Mesmo assim, Annie conseguiu influenciar e intimidar a jovem Cyndi de uma forma que poucos artistas fizeram. Talvez mais importante, o precedente que Lennox ajudou a estabelecer para mulheres no cenário do pop mainstream foi o de que você podia ser estilosa, cerebral, estranha - e ainda assim ter sucessos - o que facilitou para uma cantora como Lauper ser levada a sério em seus próprios termos.

Eventualmente, as duas mulheres se encontraram.
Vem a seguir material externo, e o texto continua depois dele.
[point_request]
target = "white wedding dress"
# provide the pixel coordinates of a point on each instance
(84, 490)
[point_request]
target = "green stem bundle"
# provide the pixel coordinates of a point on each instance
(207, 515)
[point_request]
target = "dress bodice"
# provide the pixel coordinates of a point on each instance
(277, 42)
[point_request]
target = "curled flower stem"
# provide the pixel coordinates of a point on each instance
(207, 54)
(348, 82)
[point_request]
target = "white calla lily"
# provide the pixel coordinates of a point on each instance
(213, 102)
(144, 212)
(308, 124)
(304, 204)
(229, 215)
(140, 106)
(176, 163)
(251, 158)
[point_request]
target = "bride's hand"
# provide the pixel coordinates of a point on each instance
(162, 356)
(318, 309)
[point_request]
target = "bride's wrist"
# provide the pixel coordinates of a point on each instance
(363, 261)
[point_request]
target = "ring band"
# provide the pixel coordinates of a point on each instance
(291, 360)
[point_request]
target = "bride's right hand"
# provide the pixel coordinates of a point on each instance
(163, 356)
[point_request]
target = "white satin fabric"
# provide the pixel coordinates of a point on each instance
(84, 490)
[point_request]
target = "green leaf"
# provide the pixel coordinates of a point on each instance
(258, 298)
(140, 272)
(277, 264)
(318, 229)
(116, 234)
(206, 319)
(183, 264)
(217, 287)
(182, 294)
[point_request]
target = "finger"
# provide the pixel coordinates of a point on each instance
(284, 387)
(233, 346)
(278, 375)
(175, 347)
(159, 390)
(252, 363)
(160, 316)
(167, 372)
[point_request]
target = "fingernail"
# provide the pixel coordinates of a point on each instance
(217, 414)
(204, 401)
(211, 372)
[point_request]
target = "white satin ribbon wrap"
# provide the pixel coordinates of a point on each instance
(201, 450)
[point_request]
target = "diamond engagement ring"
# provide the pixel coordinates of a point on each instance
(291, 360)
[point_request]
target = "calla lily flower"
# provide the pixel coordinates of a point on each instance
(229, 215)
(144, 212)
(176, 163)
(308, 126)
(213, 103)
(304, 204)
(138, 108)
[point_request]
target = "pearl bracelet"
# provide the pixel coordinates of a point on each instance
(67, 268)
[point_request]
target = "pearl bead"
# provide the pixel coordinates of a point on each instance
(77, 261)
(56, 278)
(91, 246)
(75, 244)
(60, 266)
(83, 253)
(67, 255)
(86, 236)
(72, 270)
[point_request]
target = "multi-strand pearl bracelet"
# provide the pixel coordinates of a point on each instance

E mesmo com sua própria fama já bem estabelecida, Lauper não conseguiu evitar se sentir um pouco sobrecarregada pelo momento.

“Eu meio que era isolada de todo mundo da indústria, mas conhecia a Annie porque, em 1985, ela foi ao meu loft em Nova York”, lembrou Lauper. “Eu tinha um piano no andar de baixo, e estava tentando gravá-la. Eu estava tão nervosa que deixei o microfone cair dentro do piano enquanto ela tocava. Ela apenas olhou para mim e eu fiquei tipo: ‘Ai, meu Deus, me desculpa!’ Eu estava me esforçando tanto, foi meio engraçado.”

O momento parece um clássico da Cyndi Lauper - de todas as maneiras que seus fãs adoram: autodepreciativa, sincera, fácil de se identificar, mas ainda assim se encontrando rotineiramente nos lugares mais legais com as pessoas mais incríveis.